As you probably know by now, I’m an infra/Ops guy. So monitoring has always been our core interest and tooling.
There are many tools out there, some dating back to pre-cloud era, some brand new and cloud oriented, some focused on the application, some on the infrastructure. And with some tuning, you can always find the right one for you.
But beware of a fundamental misunderstanding, that is very common : monitoring is not alerting, and vice-versa.
Let me explain a bit. Monitoring is the action of gathering some information about the value of a probe. This probe can measure anything, from CPU load to an application return code. Monitoring will then store this data and give you the ability to graph/query/display/export that.
Alerting is one of the possible actions taken when a probe reaches a defined value. The alert can be an email sent to your Ops team when a certain CPU reaches 80%, or it could be a notification on your IPhone when your spouse get within 50m of your home.
Of course, most tools have both abilities, but that does not mean that you need to mix them and setup alerting for any probe that you have setup.
My regular use case is an IoT solution, cloud-based. We would manage the cloud infrastructure backing the IoT devices and application. In that case usually we would have a minimum of two alerting probes. These two probes would be the number of live connected devices, and the response time of the cloud infrastructure (based on an application scenario).
And that would be it for alerting, in a perfect world. Yes we would have many statistics and probes gathering information about the state of the cloud components (Web applications, databases, load balancers etc.). And these would make nice and pretty graphs, and provide data for analytics. But in the end, who cares if a CPU on one instance of the web app reaches 80%. As long as the response time is still acceptable and there are no marginal variation on the number of connected devices, everything is fine.
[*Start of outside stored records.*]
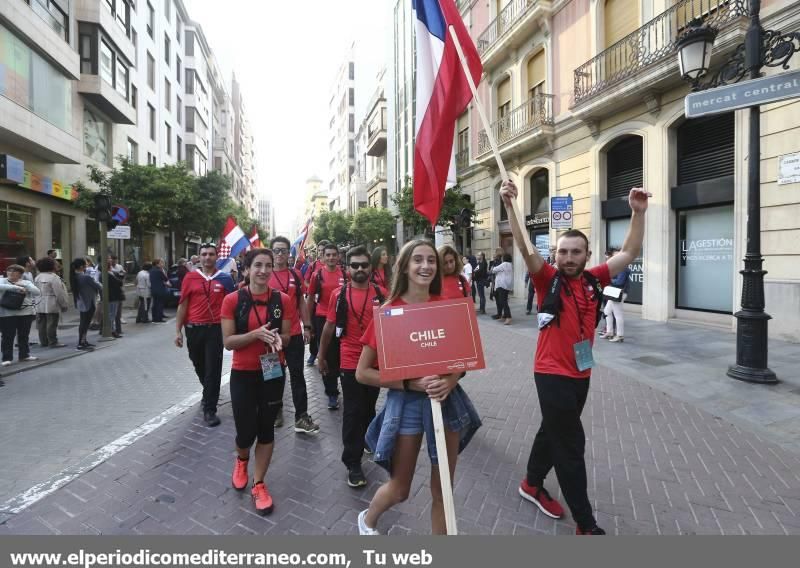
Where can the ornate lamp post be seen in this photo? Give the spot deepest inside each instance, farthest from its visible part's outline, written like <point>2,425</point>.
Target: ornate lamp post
<point>761,48</point>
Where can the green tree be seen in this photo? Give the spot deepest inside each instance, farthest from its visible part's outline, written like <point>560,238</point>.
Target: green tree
<point>333,226</point>
<point>454,202</point>
<point>372,224</point>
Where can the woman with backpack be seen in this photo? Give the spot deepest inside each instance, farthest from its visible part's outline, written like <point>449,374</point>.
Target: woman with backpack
<point>454,283</point>
<point>16,313</point>
<point>395,435</point>
<point>256,325</point>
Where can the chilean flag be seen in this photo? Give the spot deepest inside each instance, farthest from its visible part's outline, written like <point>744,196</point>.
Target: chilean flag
<point>232,244</point>
<point>442,95</point>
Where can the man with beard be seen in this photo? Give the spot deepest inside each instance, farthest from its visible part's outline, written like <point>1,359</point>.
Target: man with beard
<point>200,312</point>
<point>569,310</point>
<point>349,314</point>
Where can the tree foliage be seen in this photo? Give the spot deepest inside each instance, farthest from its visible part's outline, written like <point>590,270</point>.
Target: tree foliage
<point>333,226</point>
<point>372,224</point>
<point>454,202</point>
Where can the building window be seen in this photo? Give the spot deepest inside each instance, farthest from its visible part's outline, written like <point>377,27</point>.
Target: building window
<point>152,116</point>
<point>189,44</point>
<point>133,151</point>
<point>87,61</point>
<point>95,136</point>
<point>151,20</point>
<point>121,79</point>
<point>106,63</point>
<point>151,71</point>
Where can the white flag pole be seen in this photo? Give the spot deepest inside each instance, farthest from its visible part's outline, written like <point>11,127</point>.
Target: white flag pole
<point>489,134</point>
<point>444,468</point>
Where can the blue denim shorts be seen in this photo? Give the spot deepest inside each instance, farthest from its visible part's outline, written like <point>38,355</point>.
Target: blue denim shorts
<point>411,419</point>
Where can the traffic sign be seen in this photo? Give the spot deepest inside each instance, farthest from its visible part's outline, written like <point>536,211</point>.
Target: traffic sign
<point>743,94</point>
<point>561,212</point>
<point>120,232</point>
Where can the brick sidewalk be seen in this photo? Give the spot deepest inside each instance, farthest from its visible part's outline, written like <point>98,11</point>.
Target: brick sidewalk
<point>656,465</point>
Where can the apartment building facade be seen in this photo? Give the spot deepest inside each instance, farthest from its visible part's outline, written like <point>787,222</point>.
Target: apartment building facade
<point>586,100</point>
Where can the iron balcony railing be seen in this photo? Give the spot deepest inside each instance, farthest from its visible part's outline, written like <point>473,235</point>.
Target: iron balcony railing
<point>533,113</point>
<point>504,21</point>
<point>652,43</point>
<point>462,159</point>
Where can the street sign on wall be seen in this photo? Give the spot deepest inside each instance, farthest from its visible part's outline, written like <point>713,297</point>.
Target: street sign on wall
<point>561,212</point>
<point>743,94</point>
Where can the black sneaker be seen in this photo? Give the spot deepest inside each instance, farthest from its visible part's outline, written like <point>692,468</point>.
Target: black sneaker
<point>211,419</point>
<point>355,476</point>
<point>595,530</point>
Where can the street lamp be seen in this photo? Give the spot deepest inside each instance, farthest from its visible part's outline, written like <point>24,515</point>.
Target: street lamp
<point>761,48</point>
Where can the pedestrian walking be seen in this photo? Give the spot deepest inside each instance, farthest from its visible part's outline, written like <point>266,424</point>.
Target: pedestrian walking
<point>290,281</point>
<point>395,435</point>
<point>324,282</point>
<point>569,296</point>
<point>158,289</point>
<point>199,311</point>
<point>143,293</point>
<point>52,304</point>
<point>349,314</point>
<point>503,284</point>
<point>16,313</point>
<point>615,296</point>
<point>381,270</point>
<point>454,283</point>
<point>256,323</point>
<point>480,278</point>
<point>84,292</point>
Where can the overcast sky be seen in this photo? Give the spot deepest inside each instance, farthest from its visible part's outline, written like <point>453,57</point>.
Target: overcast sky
<point>285,55</point>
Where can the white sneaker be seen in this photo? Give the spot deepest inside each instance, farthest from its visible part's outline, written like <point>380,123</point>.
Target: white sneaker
<point>363,529</point>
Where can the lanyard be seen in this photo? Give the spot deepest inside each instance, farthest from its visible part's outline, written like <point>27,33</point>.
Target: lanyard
<point>363,308</point>
<point>577,307</point>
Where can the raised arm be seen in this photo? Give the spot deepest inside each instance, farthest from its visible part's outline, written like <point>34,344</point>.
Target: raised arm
<point>534,261</point>
<point>632,245</point>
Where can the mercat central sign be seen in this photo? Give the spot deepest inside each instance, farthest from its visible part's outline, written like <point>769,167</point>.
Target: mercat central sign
<point>743,94</point>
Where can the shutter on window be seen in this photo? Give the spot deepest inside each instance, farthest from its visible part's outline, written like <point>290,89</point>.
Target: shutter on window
<point>706,148</point>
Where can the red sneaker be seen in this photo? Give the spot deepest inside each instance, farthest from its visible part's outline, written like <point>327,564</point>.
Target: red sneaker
<point>262,500</point>
<point>239,476</point>
<point>541,498</point>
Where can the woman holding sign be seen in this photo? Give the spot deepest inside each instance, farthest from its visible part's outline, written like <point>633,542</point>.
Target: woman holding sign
<point>256,324</point>
<point>395,435</point>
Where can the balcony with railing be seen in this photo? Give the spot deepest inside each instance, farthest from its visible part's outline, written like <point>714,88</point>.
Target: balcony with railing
<point>521,126</point>
<point>652,47</point>
<point>513,26</point>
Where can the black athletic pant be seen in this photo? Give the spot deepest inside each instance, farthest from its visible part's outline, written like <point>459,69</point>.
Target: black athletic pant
<point>561,442</point>
<point>331,378</point>
<point>294,360</point>
<point>204,343</point>
<point>359,410</point>
<point>255,403</point>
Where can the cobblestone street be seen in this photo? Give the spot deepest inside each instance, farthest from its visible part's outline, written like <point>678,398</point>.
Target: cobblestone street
<point>657,463</point>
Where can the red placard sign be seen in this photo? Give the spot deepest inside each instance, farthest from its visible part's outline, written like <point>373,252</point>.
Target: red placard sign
<point>434,338</point>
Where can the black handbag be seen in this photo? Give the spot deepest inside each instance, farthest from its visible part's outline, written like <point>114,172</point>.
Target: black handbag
<point>12,300</point>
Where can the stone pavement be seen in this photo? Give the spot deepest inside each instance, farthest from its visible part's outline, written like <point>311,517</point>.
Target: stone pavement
<point>657,464</point>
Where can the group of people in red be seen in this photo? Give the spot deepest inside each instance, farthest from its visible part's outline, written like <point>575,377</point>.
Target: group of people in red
<point>261,324</point>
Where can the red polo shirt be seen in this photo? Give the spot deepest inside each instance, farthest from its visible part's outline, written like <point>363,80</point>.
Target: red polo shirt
<point>330,282</point>
<point>555,354</point>
<point>285,281</point>
<point>359,316</point>
<point>204,296</point>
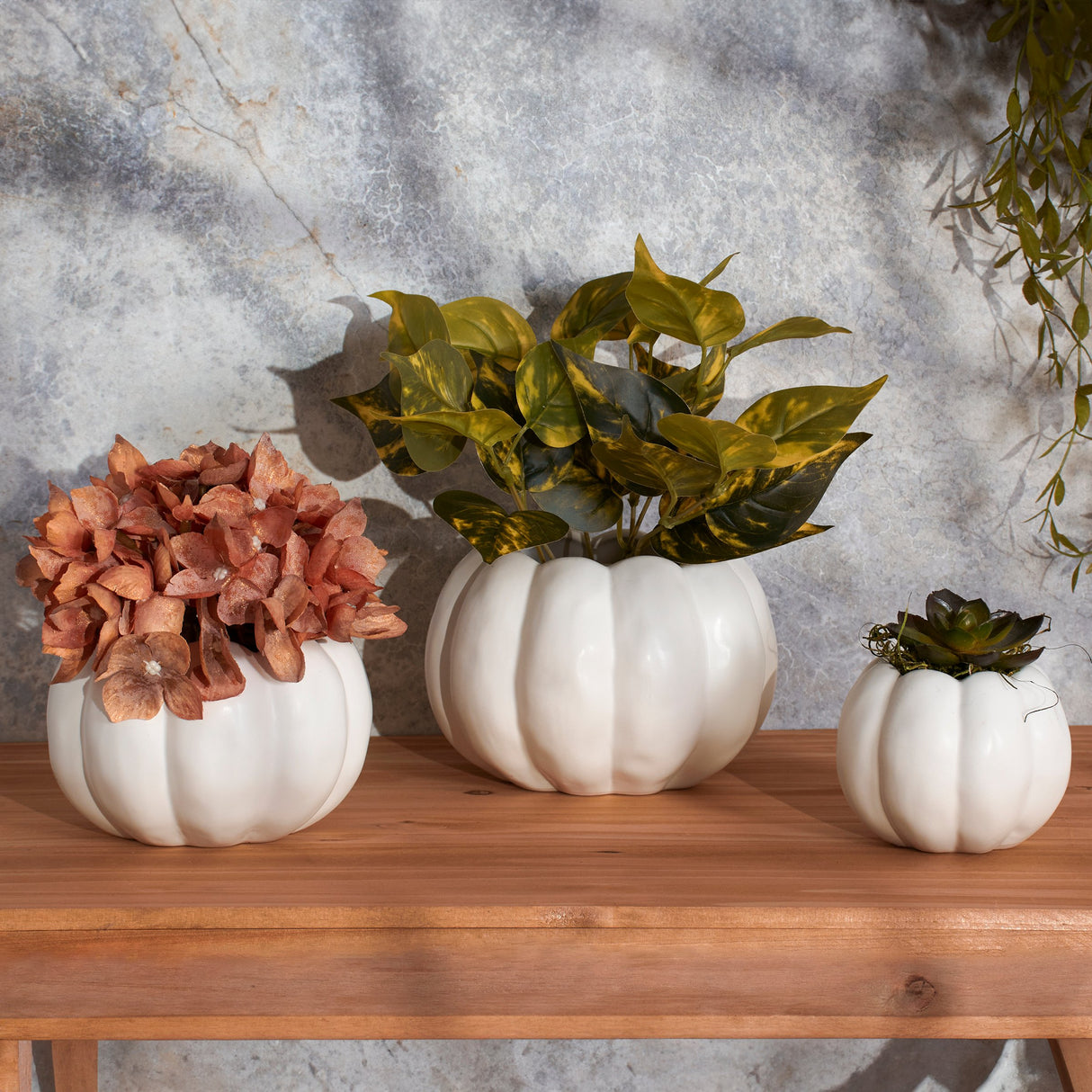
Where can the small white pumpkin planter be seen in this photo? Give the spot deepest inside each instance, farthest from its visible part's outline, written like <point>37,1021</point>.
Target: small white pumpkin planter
<point>588,678</point>
<point>259,765</point>
<point>947,765</point>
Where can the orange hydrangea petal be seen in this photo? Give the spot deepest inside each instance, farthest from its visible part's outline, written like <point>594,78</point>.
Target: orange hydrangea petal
<point>129,581</point>
<point>95,506</point>
<point>169,651</point>
<point>377,622</point>
<point>269,470</point>
<point>159,613</point>
<point>183,698</point>
<point>131,697</point>
<point>126,462</point>
<point>282,653</point>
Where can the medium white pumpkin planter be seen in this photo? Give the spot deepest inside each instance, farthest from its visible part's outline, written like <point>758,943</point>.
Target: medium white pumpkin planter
<point>947,765</point>
<point>587,678</point>
<point>259,765</point>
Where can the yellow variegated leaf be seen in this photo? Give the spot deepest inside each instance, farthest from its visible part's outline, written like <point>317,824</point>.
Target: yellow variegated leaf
<point>682,308</point>
<point>721,443</point>
<point>546,398</point>
<point>806,420</point>
<point>490,530</point>
<point>415,321</point>
<point>488,327</point>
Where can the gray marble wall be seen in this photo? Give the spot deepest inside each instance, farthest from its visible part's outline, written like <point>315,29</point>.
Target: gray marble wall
<point>197,197</point>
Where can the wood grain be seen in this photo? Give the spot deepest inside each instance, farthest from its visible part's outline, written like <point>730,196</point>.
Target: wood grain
<point>438,902</point>
<point>16,1066</point>
<point>1073,1060</point>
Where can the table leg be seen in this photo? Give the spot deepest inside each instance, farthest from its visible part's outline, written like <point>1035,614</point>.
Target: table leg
<point>1073,1060</point>
<point>76,1065</point>
<point>15,1065</point>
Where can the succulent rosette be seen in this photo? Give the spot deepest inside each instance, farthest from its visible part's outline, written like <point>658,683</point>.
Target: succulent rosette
<point>152,572</point>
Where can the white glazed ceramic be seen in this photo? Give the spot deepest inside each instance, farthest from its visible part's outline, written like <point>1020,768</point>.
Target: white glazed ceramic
<point>270,761</point>
<point>588,678</point>
<point>949,765</point>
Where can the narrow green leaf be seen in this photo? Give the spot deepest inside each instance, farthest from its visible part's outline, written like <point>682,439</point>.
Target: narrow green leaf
<point>682,308</point>
<point>1081,320</point>
<point>488,327</point>
<point>806,420</point>
<point>486,427</point>
<point>546,398</point>
<point>378,407</point>
<point>597,308</point>
<point>583,500</point>
<point>716,271</point>
<point>490,530</point>
<point>703,388</point>
<point>723,444</point>
<point>1012,112</point>
<point>415,321</point>
<point>610,396</point>
<point>800,327</point>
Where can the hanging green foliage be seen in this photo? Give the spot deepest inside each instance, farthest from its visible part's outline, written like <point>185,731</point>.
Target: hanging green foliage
<point>580,445</point>
<point>1039,192</point>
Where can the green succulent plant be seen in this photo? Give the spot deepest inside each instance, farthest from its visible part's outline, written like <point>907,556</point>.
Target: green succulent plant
<point>958,637</point>
<point>580,445</point>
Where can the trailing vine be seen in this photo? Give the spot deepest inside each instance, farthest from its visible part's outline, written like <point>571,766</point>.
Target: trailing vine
<point>1039,188</point>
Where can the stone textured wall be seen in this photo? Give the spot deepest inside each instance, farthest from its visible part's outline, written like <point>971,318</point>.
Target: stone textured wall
<point>198,195</point>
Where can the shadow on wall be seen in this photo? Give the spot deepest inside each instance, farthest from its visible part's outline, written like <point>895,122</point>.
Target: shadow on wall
<point>955,1066</point>
<point>422,551</point>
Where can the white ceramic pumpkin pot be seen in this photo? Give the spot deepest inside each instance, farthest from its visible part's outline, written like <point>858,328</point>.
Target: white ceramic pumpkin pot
<point>947,765</point>
<point>587,678</point>
<point>271,760</point>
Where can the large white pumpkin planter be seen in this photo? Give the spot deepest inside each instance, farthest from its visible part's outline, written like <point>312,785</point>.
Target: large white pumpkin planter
<point>948,765</point>
<point>588,678</point>
<point>259,765</point>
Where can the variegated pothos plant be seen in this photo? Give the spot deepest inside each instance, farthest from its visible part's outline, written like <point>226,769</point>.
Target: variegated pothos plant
<point>580,445</point>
When one of the alerting probes goes Blink, then you would need to look into the other probes and statistics to figure out what is going on.
About the solution
There are so many tools available to alert and monitor, there cannot be one size fits all.
Some tools are focused on gathering data and alerting, but not really on the graphing/monitoring part (like Sensu, or some basic Nagios setups) and some are good at both (Nagios+Centreon, NewRelic). Some are mostly application oriented (Application Insight, NewRelic) some are focused on infrastructure, or even hardware (HPE SIM for example).
I have worked with many, and they all their strength and weaknesses. I would not use this blog to promote one or the other, but if you’re interested in discussing the subject, drop me a tweet or an email!
The key thing here is to keep your alerting to a minimum, so that your support team can work in a decluttered environment and be very reactive when an alert is triggered, rather than having a ton of fake alarms, false warnings and “this is red but it’s normal, don’t worry” 🙂
Note : the idea from this post goes to a colleague of mine, and the second screenshot from a tool another colleague wrote.
3 Replies to “Monitoring and alerting”
Nice article, but I do not totally agree with your analysis. What about capacity planing? Let say your cloud application find a huge success (Internet buzz effect). Your cpu is constantly climbing up to 80%. Not a concern about real time performance but how about tomorrow? Next week?
IMHO a good alert is based on a threshold multiplied by time.
I agree when you say nobody cares that the cpu is 80%. But how about cpu is +10% each day? Don’t you want an extra extra time to troubleshoot before downtime? 😉
You’re right. Actually, I did not include the ITIL processes outside of daily incident management.
Regarding capacity planning, the analysis would be of course be based on monitoring probes and their trends.
Your comment give me food for thought, and I’ll probably extend that into a full article later on.
(BTW, sorry for the delay in approving, it seems the notifications were misplaced 🙂 )